Pedro Araújo – Foi na sequência do projeto do Estádio do Marítimo que tínhamos realizado para os terrenos da Prebel, no Bairro da Nazaré, por nossa iniciativa e, depois, para a zona da Praia Formosa, a pedido do presidente do C.S.M, mas que, por razões que nos são alheias, foram abandonados, surgindo então a remodelação do Estádio dos Barreiros.

FN – O que sentiu ao idealizar a tarefa?

PA – Esta possibilidade foi, de facto, como um sonho a tornar-se realidade. Eu acompanho os jogos do Marítimo naquele Estádio, desde os 7, 8 anos, na companhia de meu irmão. Íamos com os meus tios, mas, muitas vezes, a pé ou de autocarro, desde casa, no centro do Funchal.

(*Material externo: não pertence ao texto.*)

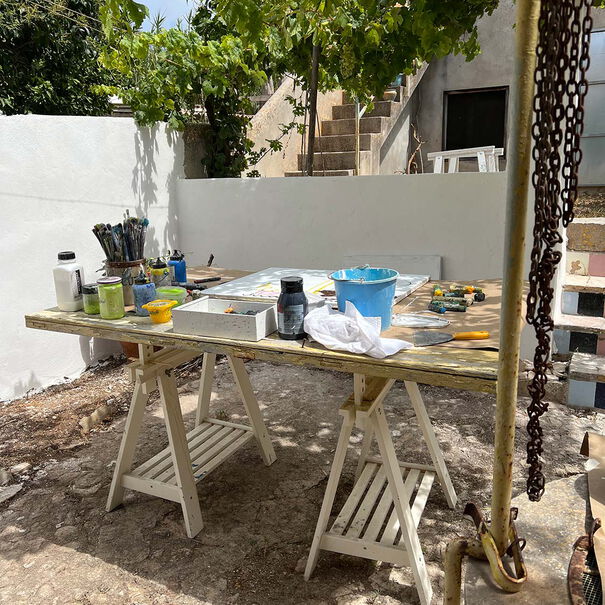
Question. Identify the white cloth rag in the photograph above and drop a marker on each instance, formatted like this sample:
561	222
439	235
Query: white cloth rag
351	331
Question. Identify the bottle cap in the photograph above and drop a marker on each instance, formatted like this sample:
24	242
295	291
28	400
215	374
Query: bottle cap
109	281
90	289
292	283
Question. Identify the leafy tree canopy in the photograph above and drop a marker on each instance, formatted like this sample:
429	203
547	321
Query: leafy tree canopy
364	44
229	48
49	58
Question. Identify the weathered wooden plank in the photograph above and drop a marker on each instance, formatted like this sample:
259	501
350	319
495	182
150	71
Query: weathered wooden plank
468	369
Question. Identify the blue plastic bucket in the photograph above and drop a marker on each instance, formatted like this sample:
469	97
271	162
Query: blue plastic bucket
371	290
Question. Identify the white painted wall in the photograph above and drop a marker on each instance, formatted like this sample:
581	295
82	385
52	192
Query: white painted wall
59	176
316	222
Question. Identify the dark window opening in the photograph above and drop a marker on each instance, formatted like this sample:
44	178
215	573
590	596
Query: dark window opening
475	118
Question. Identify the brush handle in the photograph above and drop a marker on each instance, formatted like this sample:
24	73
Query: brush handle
482	335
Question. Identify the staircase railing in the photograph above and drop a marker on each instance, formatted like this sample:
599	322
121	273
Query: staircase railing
359	111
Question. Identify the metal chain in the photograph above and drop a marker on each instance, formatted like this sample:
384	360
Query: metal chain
560	77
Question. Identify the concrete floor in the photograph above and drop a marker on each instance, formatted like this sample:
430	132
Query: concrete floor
550	527
59	546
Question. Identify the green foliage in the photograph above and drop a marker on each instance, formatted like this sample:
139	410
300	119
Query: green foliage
48	58
197	71
364	44
229	48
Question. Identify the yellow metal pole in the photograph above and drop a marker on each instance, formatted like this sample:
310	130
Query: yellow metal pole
519	152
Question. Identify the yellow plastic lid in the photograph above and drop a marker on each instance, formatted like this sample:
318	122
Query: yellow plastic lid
157	306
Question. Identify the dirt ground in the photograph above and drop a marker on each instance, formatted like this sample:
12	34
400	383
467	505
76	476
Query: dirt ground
60	546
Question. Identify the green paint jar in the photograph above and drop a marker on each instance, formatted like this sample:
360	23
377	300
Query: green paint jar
111	297
90	296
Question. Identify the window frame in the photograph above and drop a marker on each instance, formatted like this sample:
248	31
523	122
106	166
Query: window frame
460	91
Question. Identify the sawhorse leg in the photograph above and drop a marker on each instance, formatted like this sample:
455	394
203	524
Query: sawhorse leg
132	428
205	392
177	440
244	387
358	528
431	441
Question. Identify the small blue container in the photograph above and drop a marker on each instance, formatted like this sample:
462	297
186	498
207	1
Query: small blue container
143	292
177	260
371	290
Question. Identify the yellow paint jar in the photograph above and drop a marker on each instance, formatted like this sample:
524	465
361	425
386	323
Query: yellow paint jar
160	310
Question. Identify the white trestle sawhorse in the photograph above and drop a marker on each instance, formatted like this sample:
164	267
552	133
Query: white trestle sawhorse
172	474
380	517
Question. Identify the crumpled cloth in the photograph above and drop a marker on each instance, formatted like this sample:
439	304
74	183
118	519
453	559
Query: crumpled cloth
351	331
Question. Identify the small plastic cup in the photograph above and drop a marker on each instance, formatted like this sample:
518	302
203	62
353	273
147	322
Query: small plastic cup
160	310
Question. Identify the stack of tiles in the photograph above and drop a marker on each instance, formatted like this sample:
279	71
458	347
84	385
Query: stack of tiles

Raramente falhávamos um jogo. Em pequeno, o meu sonho era mesmo jogar, mas acabei por pisar aquele relvado como arquiteto e, de facto, é e foi uma grande alegria…

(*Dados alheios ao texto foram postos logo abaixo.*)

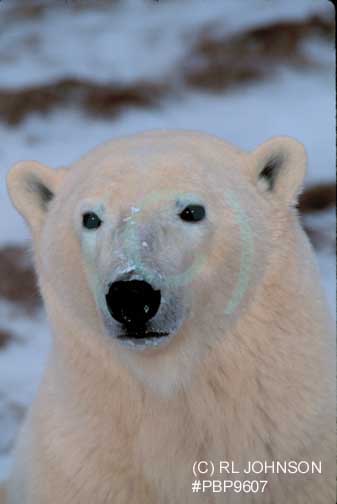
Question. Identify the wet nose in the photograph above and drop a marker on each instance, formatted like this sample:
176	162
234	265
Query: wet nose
133	302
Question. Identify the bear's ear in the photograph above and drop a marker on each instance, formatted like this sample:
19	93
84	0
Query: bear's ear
279	167
32	187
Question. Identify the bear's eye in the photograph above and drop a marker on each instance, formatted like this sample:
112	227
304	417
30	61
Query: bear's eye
193	213
91	221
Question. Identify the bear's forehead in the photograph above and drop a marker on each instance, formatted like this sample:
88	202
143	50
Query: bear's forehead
157	152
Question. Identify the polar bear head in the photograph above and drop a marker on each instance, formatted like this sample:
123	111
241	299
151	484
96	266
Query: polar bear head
152	246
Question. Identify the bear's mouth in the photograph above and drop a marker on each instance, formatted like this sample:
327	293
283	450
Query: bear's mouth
142	338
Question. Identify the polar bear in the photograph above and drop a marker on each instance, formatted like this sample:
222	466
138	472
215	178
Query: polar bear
190	329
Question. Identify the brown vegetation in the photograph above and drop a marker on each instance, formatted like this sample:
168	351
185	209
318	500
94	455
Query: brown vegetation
218	62
18	282
214	63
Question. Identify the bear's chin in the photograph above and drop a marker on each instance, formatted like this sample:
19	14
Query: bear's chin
141	340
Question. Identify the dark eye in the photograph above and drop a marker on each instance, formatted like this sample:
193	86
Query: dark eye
91	220
193	213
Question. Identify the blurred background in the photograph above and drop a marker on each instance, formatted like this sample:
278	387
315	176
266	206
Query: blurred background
76	73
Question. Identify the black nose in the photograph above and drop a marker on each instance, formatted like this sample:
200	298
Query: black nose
133	302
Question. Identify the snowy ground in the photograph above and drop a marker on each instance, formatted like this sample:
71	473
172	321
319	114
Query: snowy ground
144	40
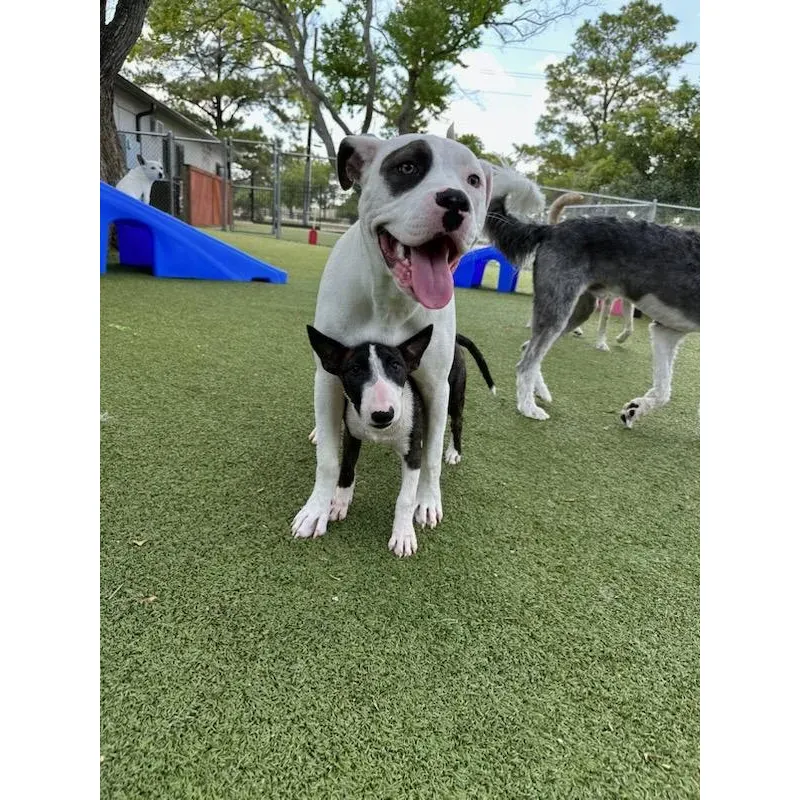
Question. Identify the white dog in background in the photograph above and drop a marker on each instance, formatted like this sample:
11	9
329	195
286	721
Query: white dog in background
139	181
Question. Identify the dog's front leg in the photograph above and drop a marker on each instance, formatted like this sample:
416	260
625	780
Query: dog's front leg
404	539
429	494
312	519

FN – O que procurou privilegiar neste projeto?

PA – Este projeto tinha três objetivos principais. O primeiro era que fosse um estádio moderno, multifuncional e comercial, e adaptado aos nossos dias, o segundo é que fosse bem dimensionado, de acordo com a dimensão do clube e da Região – 10.000 lugares. Finalmente, pretendíamos manter o maior número de referências e características do velhinho Cadeirão dos Barreiros de que eu tanto gostava. Os portões norte, a cor verde, e a implantação/orientação (paisagística) foram possíveis de manter, assim como muita da cantaria utilizada nas bancadas antigas do Estádio.

Estádio dos Barreiros

FN Mas porquê bancadas a toda a volta incluindo no antigo setor conhecido por peão?

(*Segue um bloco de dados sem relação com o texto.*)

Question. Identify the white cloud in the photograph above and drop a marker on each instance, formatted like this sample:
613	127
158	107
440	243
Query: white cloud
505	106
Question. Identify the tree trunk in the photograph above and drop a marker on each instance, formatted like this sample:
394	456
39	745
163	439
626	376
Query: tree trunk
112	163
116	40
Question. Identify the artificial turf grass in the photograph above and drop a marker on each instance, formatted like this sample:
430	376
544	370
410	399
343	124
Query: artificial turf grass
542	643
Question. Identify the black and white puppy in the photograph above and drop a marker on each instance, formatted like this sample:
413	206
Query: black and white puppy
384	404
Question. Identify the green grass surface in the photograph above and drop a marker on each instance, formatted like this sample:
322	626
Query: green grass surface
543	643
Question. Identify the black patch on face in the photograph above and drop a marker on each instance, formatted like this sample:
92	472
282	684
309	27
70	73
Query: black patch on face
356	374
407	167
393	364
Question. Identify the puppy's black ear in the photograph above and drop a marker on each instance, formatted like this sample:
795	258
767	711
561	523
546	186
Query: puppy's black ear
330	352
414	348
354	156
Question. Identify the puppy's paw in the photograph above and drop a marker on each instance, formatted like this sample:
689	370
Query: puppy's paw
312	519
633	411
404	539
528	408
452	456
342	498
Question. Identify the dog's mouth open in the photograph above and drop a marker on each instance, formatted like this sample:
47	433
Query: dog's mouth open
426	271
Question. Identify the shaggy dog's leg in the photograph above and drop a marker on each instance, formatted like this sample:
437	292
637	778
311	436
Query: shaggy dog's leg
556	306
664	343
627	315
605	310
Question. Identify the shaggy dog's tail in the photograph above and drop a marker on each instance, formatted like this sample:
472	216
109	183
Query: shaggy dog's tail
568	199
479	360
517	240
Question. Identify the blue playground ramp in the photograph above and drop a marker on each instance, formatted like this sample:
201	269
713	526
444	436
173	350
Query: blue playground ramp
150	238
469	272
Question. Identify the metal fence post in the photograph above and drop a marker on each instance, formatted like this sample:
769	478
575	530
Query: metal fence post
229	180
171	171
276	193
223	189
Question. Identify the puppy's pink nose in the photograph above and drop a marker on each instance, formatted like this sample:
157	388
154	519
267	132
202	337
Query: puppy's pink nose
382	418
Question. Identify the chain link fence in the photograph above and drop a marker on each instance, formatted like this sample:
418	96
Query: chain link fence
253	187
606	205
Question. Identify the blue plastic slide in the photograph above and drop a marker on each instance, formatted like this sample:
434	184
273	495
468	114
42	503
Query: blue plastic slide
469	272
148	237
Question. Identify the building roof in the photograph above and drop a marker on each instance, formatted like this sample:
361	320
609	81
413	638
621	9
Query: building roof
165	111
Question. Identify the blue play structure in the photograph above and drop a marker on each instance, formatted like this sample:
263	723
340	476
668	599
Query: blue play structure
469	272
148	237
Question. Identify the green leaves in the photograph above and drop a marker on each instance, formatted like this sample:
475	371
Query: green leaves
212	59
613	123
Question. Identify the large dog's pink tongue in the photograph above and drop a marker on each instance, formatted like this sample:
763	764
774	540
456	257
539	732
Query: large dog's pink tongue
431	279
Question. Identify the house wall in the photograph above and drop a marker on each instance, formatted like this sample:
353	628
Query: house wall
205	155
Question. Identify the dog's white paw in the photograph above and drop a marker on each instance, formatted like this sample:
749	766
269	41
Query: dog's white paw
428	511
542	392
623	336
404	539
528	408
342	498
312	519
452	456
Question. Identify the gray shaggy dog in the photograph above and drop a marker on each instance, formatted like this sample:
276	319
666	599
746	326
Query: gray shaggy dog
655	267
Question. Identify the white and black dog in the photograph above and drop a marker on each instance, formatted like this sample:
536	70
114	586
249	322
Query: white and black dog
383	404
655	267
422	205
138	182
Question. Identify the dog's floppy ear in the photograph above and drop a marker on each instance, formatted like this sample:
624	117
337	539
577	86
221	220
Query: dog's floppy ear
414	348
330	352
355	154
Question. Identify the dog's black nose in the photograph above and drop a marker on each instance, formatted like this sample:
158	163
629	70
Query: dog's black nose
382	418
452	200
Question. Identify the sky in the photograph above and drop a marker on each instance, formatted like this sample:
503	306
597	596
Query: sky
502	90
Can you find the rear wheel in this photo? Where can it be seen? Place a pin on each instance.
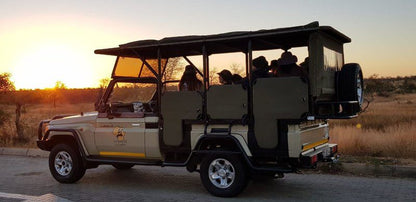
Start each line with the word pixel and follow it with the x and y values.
pixel 65 164
pixel 223 175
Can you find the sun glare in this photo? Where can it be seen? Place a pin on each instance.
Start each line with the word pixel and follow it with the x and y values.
pixel 44 66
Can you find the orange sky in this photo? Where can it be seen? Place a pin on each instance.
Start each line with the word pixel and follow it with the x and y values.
pixel 47 41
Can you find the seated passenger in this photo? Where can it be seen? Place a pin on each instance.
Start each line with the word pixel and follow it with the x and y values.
pixel 237 79
pixel 189 82
pixel 287 66
pixel 225 77
pixel 273 67
pixel 260 68
pixel 305 65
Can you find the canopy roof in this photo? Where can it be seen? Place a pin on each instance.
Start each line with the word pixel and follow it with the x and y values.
pixel 283 38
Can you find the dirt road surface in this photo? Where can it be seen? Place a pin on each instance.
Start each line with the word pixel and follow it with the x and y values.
pixel 27 178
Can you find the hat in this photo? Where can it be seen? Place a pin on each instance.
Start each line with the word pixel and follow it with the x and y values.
pixel 287 58
pixel 225 74
pixel 260 63
pixel 189 69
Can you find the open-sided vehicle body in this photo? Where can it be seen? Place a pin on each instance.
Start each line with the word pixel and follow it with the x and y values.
pixel 266 126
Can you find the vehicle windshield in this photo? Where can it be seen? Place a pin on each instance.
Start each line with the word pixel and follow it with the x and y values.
pixel 127 92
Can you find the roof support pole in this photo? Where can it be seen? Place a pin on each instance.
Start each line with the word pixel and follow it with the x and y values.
pixel 205 63
pixel 159 80
pixel 249 58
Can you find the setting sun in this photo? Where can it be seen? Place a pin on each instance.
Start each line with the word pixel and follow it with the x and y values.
pixel 42 67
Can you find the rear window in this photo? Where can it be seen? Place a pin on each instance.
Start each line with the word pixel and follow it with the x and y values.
pixel 333 60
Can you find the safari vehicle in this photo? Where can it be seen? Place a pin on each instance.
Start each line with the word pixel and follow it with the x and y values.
pixel 227 133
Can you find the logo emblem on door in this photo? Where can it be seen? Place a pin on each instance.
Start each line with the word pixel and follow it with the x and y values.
pixel 119 133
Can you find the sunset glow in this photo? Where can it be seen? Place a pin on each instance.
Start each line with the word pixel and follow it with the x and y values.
pixel 43 66
pixel 46 41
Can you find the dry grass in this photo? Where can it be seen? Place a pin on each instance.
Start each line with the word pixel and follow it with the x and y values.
pixel 30 118
pixel 387 128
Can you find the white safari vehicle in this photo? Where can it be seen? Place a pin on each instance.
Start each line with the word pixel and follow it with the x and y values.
pixel 227 133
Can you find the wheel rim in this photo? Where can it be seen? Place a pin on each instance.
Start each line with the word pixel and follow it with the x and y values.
pixel 359 89
pixel 63 163
pixel 221 173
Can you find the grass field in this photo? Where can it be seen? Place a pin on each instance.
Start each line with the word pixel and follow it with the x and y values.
pixel 386 129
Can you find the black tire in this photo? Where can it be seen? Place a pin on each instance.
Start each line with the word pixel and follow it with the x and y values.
pixel 62 156
pixel 234 186
pixel 350 83
pixel 122 166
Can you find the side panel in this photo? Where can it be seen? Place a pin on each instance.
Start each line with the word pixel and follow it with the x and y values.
pixel 240 132
pixel 121 137
pixel 303 139
pixel 176 107
pixel 226 102
pixel 273 99
pixel 151 136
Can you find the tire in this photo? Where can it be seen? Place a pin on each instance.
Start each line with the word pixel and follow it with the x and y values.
pixel 350 83
pixel 122 166
pixel 65 164
pixel 223 175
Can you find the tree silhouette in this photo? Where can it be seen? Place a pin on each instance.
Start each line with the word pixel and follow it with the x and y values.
pixel 5 86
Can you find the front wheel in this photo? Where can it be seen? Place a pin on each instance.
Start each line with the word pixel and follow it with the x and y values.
pixel 223 175
pixel 65 164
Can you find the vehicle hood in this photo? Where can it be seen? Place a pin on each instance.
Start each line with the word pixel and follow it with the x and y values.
pixel 81 118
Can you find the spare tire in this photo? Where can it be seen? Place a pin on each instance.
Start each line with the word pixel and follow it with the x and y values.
pixel 350 83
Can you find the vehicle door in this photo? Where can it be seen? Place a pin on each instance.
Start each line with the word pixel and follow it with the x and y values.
pixel 120 130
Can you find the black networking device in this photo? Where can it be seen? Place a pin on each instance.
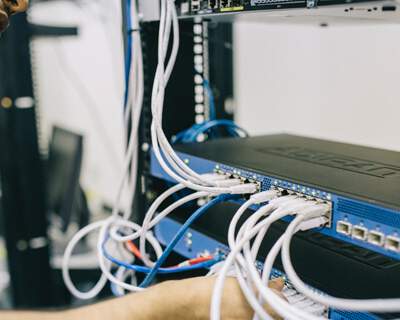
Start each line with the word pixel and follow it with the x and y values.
pixel 362 184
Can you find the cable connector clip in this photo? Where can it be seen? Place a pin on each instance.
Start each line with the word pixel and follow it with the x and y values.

PA – Costumo responder a essa pergunta com esta história. O grande arquiteto Óscar Niemeyer concorreu em 1950 para o projeto do mítico Maracanã no Rio de Janeiro. Ele fez um belo projeto juntando todos os espetadores de um lado abrigados do sol, deixando o outro lado vazio. O projeto foi recusado e foi construído o que todos conhecemos, com bancadas a toda a volta. Mais tarde o famoso arquiteto compreendeu que a decisão de perder o projeto foi acertada, já que o clima de festa próprio do Futebol só é possível em Estádios com bancadas a toda a volta, tal como são quase todos os Estádios Ingleses e, agora, o nosso Estádio dos Barreiros.

FN – Passou muitas vezes pelo estádio?

PA – Ia ao Estádio com a regularidade em que o Marítimo jogava. Conhecia todos os seus cantos, as virtudes e os defeitos, as casas de banho diminutas, os bares, o peão onde se via o futebol em pé e com o sol de frente, a central com a cobertura para muito poucos, as cabeceiras onde se via o campo a grande distância. Cheguei a ver os jogos em todo o lado, até mesmo na pequena tribuna, sem qualquer dignidade para o efeito. Mas, muito importante na conceção do Estádio foi o facto de eu conhecer muito bem as acessibilidades, já que me deslocava para lá de variadíssimas maneiras: de carro, de autocarro desde a Avenida do Mar e, como já disse,  mesmo a pé.

FN – Quando é que percebeu o que tinha de ser feito?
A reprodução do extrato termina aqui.